Why does the insurer move my rate from 95% to 80%?
Insurers often reduce payments after week 13 unless they accept that the statutory conditions for the higher 95% rate still apply. In practice, disagreements usually turn on work-capacity assumptions, hours the insurer says you could work, and incomplete or stale earnings inputs rather than a simple automatic step-down.
How do I challenge a section 37 underpayment?
Start with the insurer's reasons, then check the calculation inputs one by one: PIAWE, post-injury earnings, assumed hours, and the actual duties available. Add targeted treating evidence about sustainable function and use the work-capacity or PIC pathway quickly if the reduced rate is being driven by disputed assumptions.
What if the insurer says I could work more hours, but my employer has no suitable hours available?
Ask for the insurer's exact hours assumption in writing, then get a short employer statement confirming actual duties and hours currently available. Match that with treating-doctor evidence on sustainable hours. This keeps the dispute tied to real-world availability, not abstract assumptions.
Can I challenge a section 37 payment cut and a section 78 notice at the same time?
Yes. These disputes often overlap in practice. Keep one evidence pack but separate the legal questions clearly: section 37 payment-rate inputs such as PIAWE, earnings, and assumed hours, and section 78 procedural fairness or notice-timeline issues.
What if the insurer ignored my overtime, allowances, or second job when cutting my section 37 rate?
Treat that as a PIAWE-input dispute, not just a medical dispute. Ask the insurer to identify exactly which earnings components were excluded, then line up payslips, payroll summaries, rosters, and employer confirmation showing whether overtime, penalties, allowances, or second-job income formed part of your pre-injury average. If the baseline is wrong, the section 37 rate can stay wrong even if the work-capacity debate is handled well.
What if the insurer relies on a generic suitable-employment or labour-market report?
Ask the insurer to identify the exact role, location, hours, and decision-date basis they say was realistically available. Do not let them rely on a broad occupational label without showing how the duties fit your restrictions and what evidence they used about real availability. Compare that reasoning against the suitable employment guide and answer it with treating-doctor evidence plus employer evidence about the duties and hours actually available.

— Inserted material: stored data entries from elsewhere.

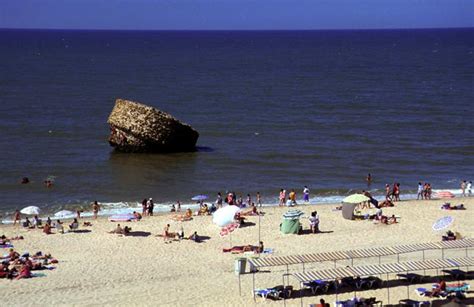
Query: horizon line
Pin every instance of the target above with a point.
(239, 30)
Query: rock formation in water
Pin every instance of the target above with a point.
(135, 127)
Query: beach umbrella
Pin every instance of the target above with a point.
(225, 215)
(293, 214)
(444, 194)
(355, 199)
(228, 229)
(30, 210)
(199, 197)
(64, 214)
(443, 223)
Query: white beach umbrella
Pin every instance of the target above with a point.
(225, 216)
(31, 210)
(64, 214)
(355, 199)
(443, 223)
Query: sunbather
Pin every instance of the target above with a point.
(117, 230)
(439, 288)
(47, 229)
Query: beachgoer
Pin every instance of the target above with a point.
(282, 197)
(219, 200)
(292, 197)
(387, 192)
(420, 191)
(117, 230)
(259, 199)
(306, 194)
(144, 210)
(149, 206)
(195, 237)
(439, 288)
(396, 191)
(59, 226)
(27, 223)
(16, 217)
(25, 272)
(322, 303)
(74, 224)
(95, 209)
(47, 229)
(314, 222)
(137, 215)
(166, 231)
(36, 221)
(229, 199)
(181, 233)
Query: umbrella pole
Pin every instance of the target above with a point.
(253, 286)
(259, 230)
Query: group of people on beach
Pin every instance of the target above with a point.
(16, 266)
(466, 188)
(290, 199)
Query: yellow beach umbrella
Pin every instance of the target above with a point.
(355, 199)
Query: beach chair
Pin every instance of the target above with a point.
(423, 292)
(412, 277)
(410, 302)
(317, 285)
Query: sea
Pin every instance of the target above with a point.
(274, 110)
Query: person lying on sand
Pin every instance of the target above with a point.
(245, 248)
(252, 211)
(186, 217)
(47, 229)
(117, 230)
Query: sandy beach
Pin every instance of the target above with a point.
(98, 268)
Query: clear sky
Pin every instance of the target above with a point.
(235, 14)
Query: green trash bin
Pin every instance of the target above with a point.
(240, 264)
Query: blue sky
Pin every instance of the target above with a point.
(233, 14)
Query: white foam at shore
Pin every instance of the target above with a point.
(112, 208)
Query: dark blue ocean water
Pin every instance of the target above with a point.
(274, 110)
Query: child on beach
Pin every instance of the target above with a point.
(306, 194)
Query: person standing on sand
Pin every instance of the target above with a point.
(463, 188)
(387, 192)
(144, 207)
(95, 209)
(420, 191)
(219, 200)
(306, 194)
(259, 199)
(16, 217)
(149, 206)
(282, 197)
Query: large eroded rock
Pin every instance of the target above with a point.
(135, 127)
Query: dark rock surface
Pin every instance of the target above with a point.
(135, 127)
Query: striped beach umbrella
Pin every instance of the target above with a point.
(293, 214)
(30, 210)
(443, 223)
(444, 194)
(355, 199)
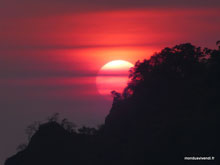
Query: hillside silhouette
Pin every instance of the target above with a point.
(168, 111)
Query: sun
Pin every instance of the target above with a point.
(113, 76)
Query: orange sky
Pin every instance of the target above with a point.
(50, 54)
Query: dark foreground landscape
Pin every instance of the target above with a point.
(167, 112)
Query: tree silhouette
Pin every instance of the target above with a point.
(168, 110)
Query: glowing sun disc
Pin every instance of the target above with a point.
(113, 76)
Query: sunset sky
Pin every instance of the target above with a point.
(51, 52)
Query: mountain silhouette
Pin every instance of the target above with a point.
(168, 111)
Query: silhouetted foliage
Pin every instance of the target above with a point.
(32, 129)
(169, 110)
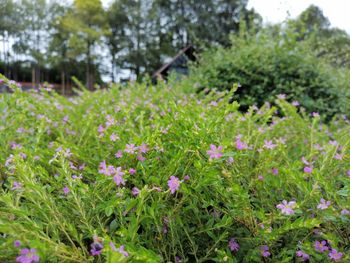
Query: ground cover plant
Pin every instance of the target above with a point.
(153, 174)
(272, 62)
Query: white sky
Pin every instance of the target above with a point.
(274, 11)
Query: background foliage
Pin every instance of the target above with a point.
(49, 142)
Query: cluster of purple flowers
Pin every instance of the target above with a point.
(323, 246)
(287, 207)
(233, 245)
(110, 170)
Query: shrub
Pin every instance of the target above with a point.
(271, 63)
(148, 174)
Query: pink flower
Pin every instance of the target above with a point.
(130, 148)
(307, 169)
(174, 184)
(119, 154)
(233, 245)
(335, 255)
(338, 156)
(135, 191)
(264, 250)
(230, 160)
(214, 152)
(118, 176)
(323, 204)
(141, 158)
(241, 145)
(101, 130)
(345, 212)
(275, 171)
(143, 148)
(281, 96)
(269, 145)
(287, 207)
(66, 190)
(114, 137)
(17, 243)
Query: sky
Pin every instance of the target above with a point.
(274, 11)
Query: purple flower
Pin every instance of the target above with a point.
(143, 148)
(335, 255)
(345, 212)
(323, 204)
(66, 190)
(118, 176)
(275, 171)
(269, 145)
(96, 248)
(130, 148)
(17, 243)
(321, 246)
(174, 184)
(287, 207)
(264, 250)
(135, 191)
(28, 256)
(307, 169)
(338, 156)
(101, 130)
(102, 168)
(233, 245)
(16, 185)
(186, 178)
(303, 255)
(214, 152)
(119, 154)
(240, 145)
(114, 137)
(230, 160)
(141, 158)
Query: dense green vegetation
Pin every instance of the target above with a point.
(132, 36)
(155, 174)
(266, 65)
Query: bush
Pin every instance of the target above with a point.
(148, 174)
(271, 63)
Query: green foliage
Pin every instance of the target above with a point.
(270, 63)
(45, 139)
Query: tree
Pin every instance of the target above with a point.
(87, 23)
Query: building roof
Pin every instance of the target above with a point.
(163, 71)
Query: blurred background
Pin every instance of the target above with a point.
(121, 40)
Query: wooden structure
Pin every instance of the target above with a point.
(178, 64)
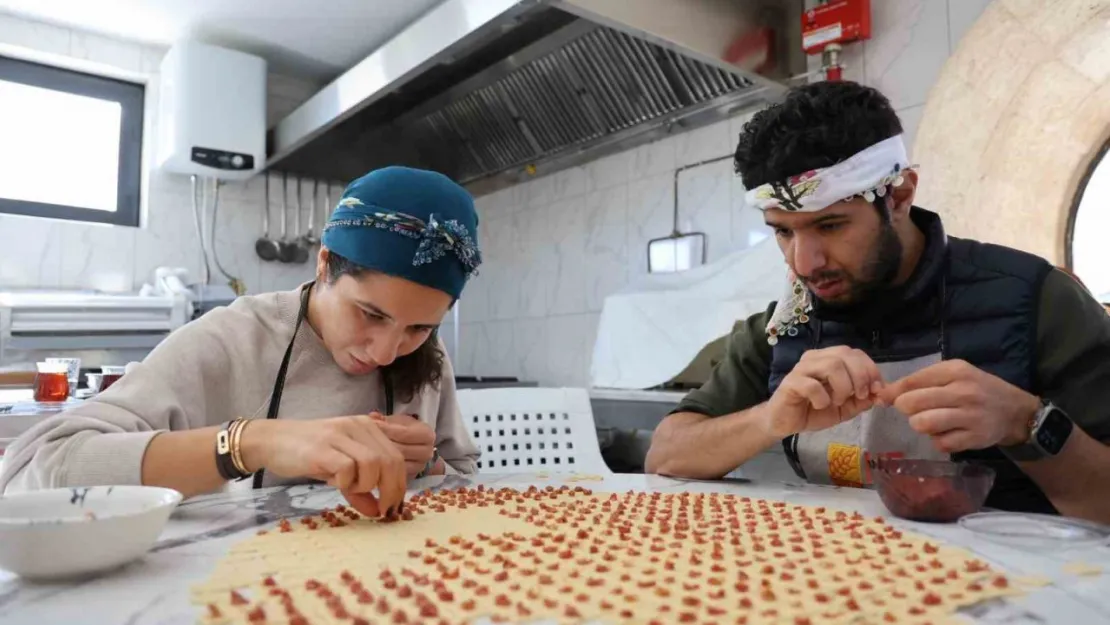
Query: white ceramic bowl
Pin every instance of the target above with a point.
(63, 533)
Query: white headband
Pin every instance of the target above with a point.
(867, 173)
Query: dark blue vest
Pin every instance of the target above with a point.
(969, 301)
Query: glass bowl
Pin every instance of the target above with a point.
(932, 491)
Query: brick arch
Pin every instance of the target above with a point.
(1010, 128)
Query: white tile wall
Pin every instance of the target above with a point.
(554, 247)
(594, 222)
(36, 252)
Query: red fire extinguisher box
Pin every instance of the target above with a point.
(836, 21)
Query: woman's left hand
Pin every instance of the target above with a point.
(414, 437)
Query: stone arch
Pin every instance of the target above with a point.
(1012, 123)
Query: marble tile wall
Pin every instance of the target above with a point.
(37, 252)
(556, 247)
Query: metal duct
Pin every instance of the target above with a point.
(492, 91)
(602, 82)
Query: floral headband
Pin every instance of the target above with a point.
(436, 238)
(868, 174)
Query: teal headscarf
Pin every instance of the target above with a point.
(410, 223)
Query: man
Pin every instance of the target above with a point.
(895, 340)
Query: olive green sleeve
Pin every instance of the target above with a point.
(739, 381)
(1073, 353)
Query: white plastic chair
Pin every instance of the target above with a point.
(524, 430)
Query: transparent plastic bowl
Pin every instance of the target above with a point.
(932, 491)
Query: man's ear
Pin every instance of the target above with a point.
(904, 194)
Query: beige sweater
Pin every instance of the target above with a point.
(215, 369)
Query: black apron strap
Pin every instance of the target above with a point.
(280, 381)
(387, 384)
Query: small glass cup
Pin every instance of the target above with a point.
(72, 371)
(51, 382)
(110, 375)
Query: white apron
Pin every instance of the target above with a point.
(845, 454)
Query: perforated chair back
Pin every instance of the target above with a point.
(525, 430)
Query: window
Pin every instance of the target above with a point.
(70, 144)
(1089, 228)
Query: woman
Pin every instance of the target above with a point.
(294, 385)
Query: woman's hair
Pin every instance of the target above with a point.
(411, 373)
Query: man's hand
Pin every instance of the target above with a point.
(962, 406)
(414, 439)
(826, 387)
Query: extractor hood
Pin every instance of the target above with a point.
(492, 92)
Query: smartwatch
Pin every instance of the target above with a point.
(1048, 432)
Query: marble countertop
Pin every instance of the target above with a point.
(155, 588)
(631, 395)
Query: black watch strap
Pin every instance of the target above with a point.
(224, 462)
(1048, 431)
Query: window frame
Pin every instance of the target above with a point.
(131, 98)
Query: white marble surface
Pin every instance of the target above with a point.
(626, 395)
(155, 588)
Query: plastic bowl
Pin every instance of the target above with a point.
(932, 491)
(64, 533)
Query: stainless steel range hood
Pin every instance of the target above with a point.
(491, 92)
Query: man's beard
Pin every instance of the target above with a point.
(877, 273)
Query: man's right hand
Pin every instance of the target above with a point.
(350, 453)
(826, 387)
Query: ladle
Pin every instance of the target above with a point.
(266, 248)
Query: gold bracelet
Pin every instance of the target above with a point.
(236, 451)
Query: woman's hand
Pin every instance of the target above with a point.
(413, 437)
(350, 453)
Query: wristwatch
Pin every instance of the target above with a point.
(1048, 432)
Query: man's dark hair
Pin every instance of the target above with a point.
(411, 373)
(817, 125)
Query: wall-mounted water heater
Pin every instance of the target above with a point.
(212, 112)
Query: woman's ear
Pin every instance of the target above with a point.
(322, 264)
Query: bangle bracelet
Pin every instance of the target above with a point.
(223, 457)
(236, 449)
(431, 464)
(228, 456)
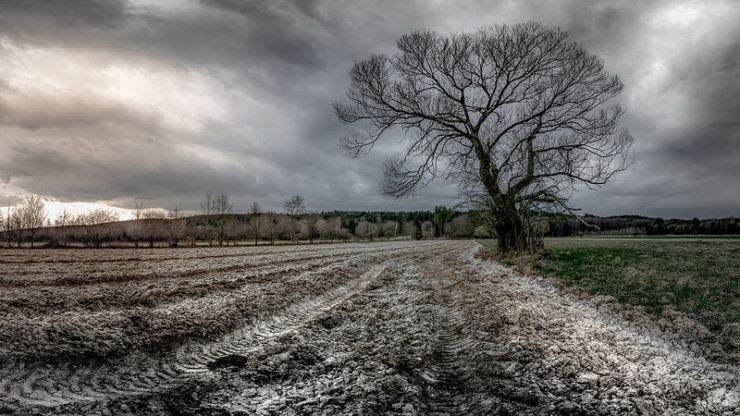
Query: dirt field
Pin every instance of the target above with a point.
(384, 328)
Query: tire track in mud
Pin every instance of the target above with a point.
(50, 387)
(245, 261)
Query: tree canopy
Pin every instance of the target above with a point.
(517, 115)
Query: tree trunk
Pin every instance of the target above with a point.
(510, 231)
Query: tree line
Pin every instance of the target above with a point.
(218, 224)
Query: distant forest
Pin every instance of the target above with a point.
(167, 229)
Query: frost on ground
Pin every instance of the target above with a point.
(387, 328)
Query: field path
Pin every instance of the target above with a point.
(383, 328)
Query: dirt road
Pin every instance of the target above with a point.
(385, 328)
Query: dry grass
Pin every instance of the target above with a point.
(698, 277)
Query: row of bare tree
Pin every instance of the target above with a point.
(215, 224)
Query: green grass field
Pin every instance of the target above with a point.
(697, 276)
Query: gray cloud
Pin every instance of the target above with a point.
(163, 102)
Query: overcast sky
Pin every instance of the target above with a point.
(106, 101)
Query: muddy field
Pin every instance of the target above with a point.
(386, 328)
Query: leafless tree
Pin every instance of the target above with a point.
(175, 227)
(139, 209)
(270, 225)
(208, 208)
(95, 229)
(255, 212)
(517, 115)
(32, 215)
(221, 208)
(294, 207)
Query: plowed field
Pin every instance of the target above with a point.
(384, 328)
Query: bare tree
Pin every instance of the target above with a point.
(33, 215)
(516, 115)
(208, 208)
(270, 225)
(96, 231)
(294, 207)
(221, 208)
(139, 209)
(175, 227)
(255, 212)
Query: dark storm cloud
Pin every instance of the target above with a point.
(251, 85)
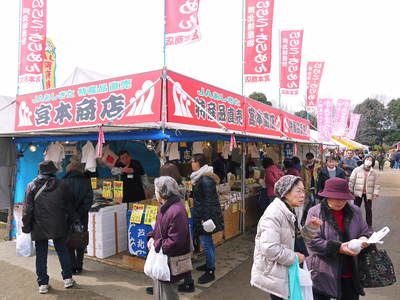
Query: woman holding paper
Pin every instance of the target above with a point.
(333, 252)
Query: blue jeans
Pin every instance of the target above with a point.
(41, 259)
(207, 244)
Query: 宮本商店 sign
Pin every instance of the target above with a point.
(93, 103)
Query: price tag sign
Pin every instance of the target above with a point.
(137, 213)
(107, 189)
(150, 214)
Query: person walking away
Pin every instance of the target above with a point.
(330, 171)
(275, 240)
(81, 201)
(348, 163)
(46, 215)
(170, 234)
(334, 267)
(272, 175)
(364, 185)
(206, 207)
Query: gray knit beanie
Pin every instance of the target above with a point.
(284, 185)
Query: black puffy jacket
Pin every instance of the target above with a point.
(206, 204)
(82, 195)
(49, 216)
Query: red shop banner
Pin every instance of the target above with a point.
(262, 118)
(32, 41)
(314, 74)
(291, 45)
(212, 104)
(182, 25)
(295, 127)
(258, 40)
(93, 103)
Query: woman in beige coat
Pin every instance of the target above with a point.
(274, 243)
(363, 184)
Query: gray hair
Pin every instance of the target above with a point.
(166, 187)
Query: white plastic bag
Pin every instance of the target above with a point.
(306, 282)
(24, 245)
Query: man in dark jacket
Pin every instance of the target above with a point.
(330, 171)
(46, 216)
(206, 207)
(81, 201)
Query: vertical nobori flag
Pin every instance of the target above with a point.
(49, 66)
(291, 44)
(341, 117)
(182, 25)
(354, 120)
(32, 45)
(314, 74)
(324, 119)
(258, 40)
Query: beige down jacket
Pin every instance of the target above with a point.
(356, 183)
(273, 252)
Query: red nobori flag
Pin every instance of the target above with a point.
(314, 74)
(182, 22)
(291, 43)
(258, 40)
(32, 44)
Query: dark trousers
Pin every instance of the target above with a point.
(348, 291)
(76, 257)
(41, 259)
(368, 207)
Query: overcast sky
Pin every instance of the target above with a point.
(359, 40)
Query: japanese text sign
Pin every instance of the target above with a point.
(258, 40)
(354, 120)
(212, 104)
(93, 103)
(324, 119)
(182, 25)
(291, 44)
(341, 117)
(295, 127)
(314, 74)
(32, 43)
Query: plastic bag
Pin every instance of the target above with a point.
(24, 245)
(306, 283)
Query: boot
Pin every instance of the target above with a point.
(207, 277)
(186, 287)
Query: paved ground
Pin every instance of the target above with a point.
(100, 281)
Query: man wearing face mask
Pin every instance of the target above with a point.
(364, 185)
(330, 171)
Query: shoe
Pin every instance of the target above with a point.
(186, 287)
(207, 277)
(44, 289)
(202, 268)
(69, 282)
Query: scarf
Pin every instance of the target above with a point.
(194, 177)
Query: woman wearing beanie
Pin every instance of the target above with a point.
(275, 239)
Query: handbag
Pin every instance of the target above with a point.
(376, 268)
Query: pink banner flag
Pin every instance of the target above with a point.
(291, 44)
(182, 25)
(354, 120)
(32, 45)
(314, 74)
(341, 118)
(324, 120)
(258, 40)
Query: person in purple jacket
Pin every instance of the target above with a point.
(171, 233)
(333, 265)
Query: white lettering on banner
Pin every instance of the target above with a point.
(181, 102)
(144, 105)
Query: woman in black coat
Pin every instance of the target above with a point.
(206, 207)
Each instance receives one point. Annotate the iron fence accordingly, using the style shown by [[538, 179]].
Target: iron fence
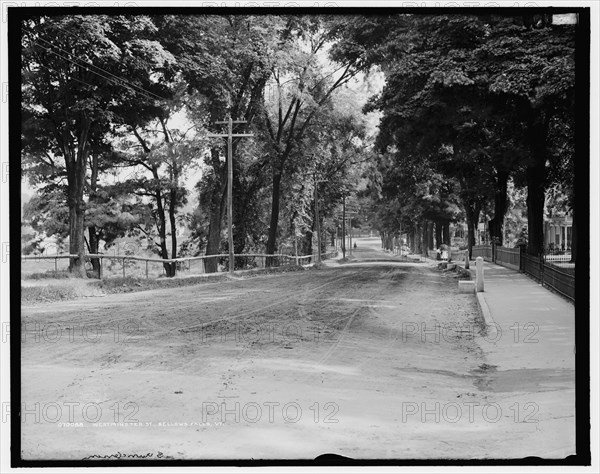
[[560, 281], [508, 257], [484, 251]]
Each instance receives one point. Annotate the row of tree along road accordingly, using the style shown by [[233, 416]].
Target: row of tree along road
[[118, 113]]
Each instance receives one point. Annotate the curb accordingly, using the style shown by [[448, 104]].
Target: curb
[[491, 327]]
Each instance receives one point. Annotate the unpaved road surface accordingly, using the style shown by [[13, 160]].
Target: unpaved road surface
[[372, 359]]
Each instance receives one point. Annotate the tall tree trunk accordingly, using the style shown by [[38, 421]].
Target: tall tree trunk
[[217, 210], [77, 229], [472, 211], [418, 241], [446, 232], [94, 242], [574, 237], [430, 245], [496, 225], [274, 222], [76, 164], [438, 233], [173, 224], [93, 236], [536, 183]]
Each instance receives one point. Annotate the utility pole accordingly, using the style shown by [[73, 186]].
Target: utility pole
[[344, 227], [317, 223], [230, 135], [350, 235]]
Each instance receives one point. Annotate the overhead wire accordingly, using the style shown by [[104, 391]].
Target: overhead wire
[[88, 64]]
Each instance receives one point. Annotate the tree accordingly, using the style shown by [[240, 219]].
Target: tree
[[73, 93]]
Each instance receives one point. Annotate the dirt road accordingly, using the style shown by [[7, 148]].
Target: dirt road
[[371, 359]]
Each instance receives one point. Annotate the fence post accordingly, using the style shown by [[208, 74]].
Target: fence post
[[479, 274]]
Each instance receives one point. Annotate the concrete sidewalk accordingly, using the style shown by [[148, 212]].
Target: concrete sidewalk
[[529, 354], [535, 327]]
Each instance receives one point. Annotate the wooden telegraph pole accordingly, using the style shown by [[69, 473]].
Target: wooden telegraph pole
[[230, 136], [317, 223]]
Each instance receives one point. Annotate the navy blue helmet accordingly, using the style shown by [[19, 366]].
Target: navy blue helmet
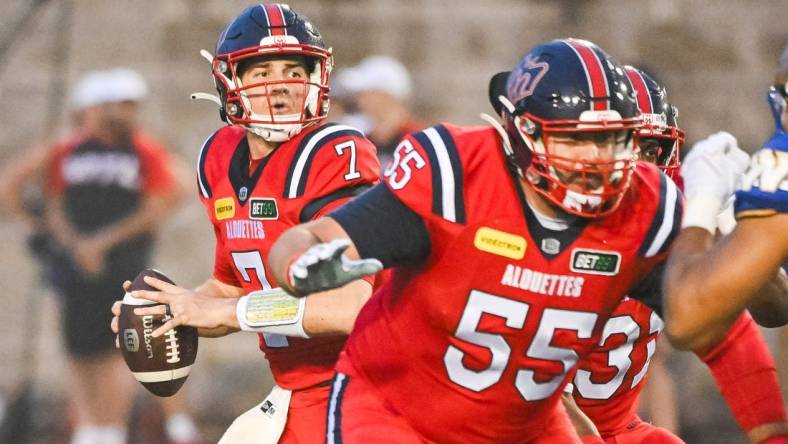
[[271, 31], [660, 138], [570, 88]]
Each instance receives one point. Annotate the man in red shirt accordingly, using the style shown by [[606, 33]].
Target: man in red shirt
[[510, 249], [276, 165]]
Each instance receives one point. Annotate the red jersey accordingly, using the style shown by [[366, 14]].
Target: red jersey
[[609, 379], [303, 178], [476, 343]]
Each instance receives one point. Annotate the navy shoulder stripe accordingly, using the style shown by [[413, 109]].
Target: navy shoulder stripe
[[205, 187], [447, 177], [298, 173], [667, 220]]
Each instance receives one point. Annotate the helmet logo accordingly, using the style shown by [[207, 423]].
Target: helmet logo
[[279, 40], [524, 79]]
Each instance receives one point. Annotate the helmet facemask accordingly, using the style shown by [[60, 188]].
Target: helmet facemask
[[583, 166], [236, 97], [660, 143]]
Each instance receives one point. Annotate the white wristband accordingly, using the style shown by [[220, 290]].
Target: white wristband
[[272, 311], [726, 220], [701, 211]]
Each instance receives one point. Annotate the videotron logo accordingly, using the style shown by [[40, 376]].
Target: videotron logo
[[224, 208], [500, 243], [595, 262], [263, 208]]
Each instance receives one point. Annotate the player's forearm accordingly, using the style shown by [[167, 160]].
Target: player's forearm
[[769, 307], [706, 286], [293, 242], [694, 293], [213, 288], [334, 312]]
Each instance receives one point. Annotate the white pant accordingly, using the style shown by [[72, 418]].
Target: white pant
[[263, 423]]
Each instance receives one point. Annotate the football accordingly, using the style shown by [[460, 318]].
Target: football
[[160, 364]]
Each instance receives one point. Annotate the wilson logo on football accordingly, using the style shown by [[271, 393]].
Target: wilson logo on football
[[131, 340]]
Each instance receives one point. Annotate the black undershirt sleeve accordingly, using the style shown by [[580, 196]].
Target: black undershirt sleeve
[[382, 227], [649, 290]]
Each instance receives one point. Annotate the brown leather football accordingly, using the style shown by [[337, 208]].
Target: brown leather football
[[161, 364]]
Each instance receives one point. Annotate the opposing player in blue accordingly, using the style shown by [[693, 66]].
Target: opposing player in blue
[[708, 284]]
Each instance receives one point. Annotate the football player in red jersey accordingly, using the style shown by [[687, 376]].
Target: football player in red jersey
[[277, 164], [510, 249], [609, 380]]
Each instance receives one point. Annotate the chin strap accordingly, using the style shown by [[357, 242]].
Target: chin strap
[[206, 96]]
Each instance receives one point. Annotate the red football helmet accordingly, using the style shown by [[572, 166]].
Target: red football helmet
[[567, 93], [660, 138], [277, 31]]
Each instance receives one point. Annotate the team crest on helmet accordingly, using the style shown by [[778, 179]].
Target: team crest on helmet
[[525, 78]]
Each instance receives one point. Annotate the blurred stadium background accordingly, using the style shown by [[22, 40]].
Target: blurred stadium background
[[716, 58]]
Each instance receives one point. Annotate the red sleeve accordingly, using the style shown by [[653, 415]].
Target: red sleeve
[[344, 162], [155, 166], [223, 269]]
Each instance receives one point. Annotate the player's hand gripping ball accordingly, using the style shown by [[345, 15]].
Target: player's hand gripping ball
[[161, 364]]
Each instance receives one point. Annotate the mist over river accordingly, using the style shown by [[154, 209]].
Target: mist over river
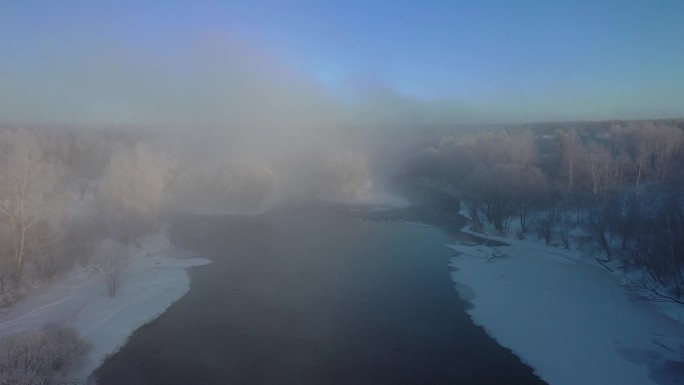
[[315, 294]]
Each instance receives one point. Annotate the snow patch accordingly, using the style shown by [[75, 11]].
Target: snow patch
[[154, 279], [570, 319]]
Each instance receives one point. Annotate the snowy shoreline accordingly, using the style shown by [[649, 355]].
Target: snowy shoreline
[[155, 278], [570, 320]]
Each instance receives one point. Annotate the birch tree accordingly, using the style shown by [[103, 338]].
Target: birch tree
[[29, 192]]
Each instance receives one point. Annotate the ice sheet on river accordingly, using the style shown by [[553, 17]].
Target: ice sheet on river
[[570, 320]]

What if I do not know which insurer or claims officer is actually handling my section 37 dispute?
Fix that first. Confirm the legal insurer entity, the current claims owner, and the return-to-work or payment-review email before you send evidence. If needed, use the NSW workers compensation insurer list to verify contact details, then ask the insurer to confirm in writing who will assess the section 37 review. A good evidence pack sent to the wrong team still loses time.